After his visit to this quiet northeastern town, which in the last decade only recorded one murder, U.S. President Barack Obama promised on Sunday Dec. 16—without saying the word weapon— that his office would act immediately to avoid similar tragedies. However the White House still has not offered any specific details about a plan. Any plan would be difficult to implement in the current U.S. political climate.
Bearing arms is a right that many Americans support and is also protected in the Second Amendment: “A well regulated Militia, being necessary to the security of a free State, the right of the people to keep and bear Arms, shall not be infringed.”
In a sleazy homage to the 221st anniversary of the Second Amendment, which was ratified on December 15, 1791, Adam Lanza grabbed hold of his Bushmaster .223 and two handguns, all registered in his mother’s name. Adam Lanza first killed his mother and then went to the school where she worked and opened fire on dozens of innocent, defenseless children. 20 children died. The main weapon used by Lanza during his murderous rampage at Sandy Hook Elementary School is the civil version of the famous assault M-16 weapon used by the United States’ army since the Vietnam War. This gun can be brought legally in almost any part of the country.
Hours before President Obama’s announcement, Democratic Senator Dianne Feinstein stated that when Congress begins their session in January, she will present a draft for a law that prohibits the purchase of assault weapons. Independent Connecticut Senator Joseph Lieberman asked that we do not lose sight of what is important.
On the opposing side, the Democratic law maker from West Virginia Joe Manchin, a strong defender of the Second Amendment, stated on the Monday after the shooting that there must be a sensible and reasonable debate concerning weapons control. In response to the lawmakers’ statements, there have been petitions and demonstrations from the public. Three days after the shooting, almost 160,000 people signed a petition on the White House web site calling for increased control in the circulation of weapons in the country.

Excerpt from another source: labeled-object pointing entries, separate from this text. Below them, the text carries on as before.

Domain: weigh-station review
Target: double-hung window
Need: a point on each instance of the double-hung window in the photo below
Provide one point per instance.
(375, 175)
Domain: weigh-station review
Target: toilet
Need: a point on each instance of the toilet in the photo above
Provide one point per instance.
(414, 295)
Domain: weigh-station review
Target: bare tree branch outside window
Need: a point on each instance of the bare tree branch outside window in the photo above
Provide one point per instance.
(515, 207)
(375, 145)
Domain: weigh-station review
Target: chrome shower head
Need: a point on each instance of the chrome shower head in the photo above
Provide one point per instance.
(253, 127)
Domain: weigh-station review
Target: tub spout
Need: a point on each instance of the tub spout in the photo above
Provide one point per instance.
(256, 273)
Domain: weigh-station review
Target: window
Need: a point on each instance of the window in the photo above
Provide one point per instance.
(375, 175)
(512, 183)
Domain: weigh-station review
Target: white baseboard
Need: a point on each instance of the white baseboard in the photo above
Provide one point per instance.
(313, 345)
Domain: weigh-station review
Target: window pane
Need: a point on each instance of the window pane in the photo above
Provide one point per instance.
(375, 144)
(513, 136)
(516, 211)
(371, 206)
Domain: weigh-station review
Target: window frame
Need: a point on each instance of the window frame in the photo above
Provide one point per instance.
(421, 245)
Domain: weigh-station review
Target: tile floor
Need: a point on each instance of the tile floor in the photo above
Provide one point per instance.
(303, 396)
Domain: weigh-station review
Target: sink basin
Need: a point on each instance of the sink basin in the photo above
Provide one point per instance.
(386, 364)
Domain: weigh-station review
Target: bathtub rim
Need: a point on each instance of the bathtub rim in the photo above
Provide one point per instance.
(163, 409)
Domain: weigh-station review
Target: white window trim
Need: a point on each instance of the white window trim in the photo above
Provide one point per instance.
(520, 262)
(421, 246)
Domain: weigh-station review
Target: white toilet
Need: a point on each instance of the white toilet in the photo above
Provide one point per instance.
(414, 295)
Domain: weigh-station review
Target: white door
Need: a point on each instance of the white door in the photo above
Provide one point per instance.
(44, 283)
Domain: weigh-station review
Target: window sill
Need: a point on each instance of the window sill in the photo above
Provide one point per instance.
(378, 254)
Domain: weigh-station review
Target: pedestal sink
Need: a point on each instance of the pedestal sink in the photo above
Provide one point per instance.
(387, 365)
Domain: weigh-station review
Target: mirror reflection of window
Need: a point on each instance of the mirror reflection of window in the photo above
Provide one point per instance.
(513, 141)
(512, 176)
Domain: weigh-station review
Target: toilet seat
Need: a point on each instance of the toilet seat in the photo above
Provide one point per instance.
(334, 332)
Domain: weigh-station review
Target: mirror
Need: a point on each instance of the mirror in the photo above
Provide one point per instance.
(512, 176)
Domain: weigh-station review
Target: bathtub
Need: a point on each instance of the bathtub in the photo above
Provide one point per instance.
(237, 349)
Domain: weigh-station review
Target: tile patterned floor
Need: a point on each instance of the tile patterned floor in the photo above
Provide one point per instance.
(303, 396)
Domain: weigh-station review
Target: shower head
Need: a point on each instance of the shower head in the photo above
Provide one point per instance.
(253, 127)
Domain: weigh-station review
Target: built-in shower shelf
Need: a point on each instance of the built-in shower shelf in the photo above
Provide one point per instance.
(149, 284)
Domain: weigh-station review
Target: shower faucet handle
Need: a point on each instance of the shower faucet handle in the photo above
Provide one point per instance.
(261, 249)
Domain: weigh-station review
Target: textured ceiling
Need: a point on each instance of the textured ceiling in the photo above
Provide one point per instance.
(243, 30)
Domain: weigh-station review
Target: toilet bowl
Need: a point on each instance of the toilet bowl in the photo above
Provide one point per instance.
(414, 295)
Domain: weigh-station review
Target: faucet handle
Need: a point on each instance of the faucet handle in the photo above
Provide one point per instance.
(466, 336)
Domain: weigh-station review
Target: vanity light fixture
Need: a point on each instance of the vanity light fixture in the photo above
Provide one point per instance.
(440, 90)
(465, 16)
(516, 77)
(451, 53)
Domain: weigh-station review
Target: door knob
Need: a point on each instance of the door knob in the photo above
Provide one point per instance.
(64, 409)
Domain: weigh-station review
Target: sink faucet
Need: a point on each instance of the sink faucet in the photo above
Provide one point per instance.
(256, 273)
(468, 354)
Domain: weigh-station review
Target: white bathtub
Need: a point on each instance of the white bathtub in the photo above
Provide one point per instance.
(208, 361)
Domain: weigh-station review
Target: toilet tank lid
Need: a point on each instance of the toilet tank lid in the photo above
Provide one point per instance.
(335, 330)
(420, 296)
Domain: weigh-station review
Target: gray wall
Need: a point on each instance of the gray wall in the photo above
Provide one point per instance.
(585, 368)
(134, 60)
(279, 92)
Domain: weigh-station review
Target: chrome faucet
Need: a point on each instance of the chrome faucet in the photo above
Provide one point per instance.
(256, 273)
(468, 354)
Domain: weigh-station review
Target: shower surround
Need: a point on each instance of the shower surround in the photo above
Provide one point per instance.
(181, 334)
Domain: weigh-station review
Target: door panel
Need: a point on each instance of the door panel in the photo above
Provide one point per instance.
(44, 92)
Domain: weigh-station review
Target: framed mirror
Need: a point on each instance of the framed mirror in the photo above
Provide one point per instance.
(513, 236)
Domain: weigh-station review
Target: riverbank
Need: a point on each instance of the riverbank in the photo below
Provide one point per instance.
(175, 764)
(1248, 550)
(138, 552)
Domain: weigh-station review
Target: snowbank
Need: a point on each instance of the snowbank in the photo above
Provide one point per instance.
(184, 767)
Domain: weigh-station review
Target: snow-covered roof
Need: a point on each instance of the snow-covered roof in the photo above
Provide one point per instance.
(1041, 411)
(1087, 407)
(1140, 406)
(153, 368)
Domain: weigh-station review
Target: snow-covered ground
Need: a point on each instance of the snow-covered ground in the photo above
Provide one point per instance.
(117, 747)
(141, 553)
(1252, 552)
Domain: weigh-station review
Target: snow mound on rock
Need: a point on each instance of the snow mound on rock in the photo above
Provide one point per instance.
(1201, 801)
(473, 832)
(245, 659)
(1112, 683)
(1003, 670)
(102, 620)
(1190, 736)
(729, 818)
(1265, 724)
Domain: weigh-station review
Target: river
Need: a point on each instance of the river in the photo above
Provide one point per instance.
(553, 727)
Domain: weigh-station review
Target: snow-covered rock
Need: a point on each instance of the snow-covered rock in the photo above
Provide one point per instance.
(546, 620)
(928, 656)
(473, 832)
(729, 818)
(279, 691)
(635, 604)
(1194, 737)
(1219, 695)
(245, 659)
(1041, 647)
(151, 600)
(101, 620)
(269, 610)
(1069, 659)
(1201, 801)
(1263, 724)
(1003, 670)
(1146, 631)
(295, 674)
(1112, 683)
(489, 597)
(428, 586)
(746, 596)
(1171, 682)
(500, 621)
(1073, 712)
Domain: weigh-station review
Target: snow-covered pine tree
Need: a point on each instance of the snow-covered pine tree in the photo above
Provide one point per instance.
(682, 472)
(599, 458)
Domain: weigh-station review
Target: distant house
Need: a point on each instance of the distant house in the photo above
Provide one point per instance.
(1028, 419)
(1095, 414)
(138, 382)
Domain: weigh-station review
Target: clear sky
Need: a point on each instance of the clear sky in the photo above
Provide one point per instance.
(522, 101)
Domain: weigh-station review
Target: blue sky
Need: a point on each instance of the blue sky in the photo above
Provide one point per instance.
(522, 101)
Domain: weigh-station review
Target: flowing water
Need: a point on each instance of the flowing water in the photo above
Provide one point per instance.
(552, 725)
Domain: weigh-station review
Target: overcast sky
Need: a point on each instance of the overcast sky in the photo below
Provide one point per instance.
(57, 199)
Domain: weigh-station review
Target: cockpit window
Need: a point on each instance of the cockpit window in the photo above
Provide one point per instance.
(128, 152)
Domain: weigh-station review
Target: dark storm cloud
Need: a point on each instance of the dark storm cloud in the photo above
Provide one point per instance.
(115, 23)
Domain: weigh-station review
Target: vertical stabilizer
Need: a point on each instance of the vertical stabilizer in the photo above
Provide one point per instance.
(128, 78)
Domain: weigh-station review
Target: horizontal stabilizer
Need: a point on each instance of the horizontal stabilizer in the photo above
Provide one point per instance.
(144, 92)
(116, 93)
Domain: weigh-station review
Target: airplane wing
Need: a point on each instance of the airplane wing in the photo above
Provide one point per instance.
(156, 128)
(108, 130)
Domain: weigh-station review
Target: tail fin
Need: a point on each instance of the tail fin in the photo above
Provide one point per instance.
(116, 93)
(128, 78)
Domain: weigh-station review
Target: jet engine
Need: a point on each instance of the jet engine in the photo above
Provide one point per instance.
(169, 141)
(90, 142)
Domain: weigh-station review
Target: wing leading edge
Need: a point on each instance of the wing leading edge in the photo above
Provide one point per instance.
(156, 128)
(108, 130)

Almost 31,600 Americans want the most strict gun control laws while more than 23,000 want firmer control. The law that was signed by Bill Clinton in 1994, which prohibited the possession of assault rifles, expired in 2004 and has not been renewed. With no elections in sight, Obama is soon to be inaugurated for his second term. President Obama can therefore break the cycle of violence in U.S. schools and make good of his Nobel Peace Prize.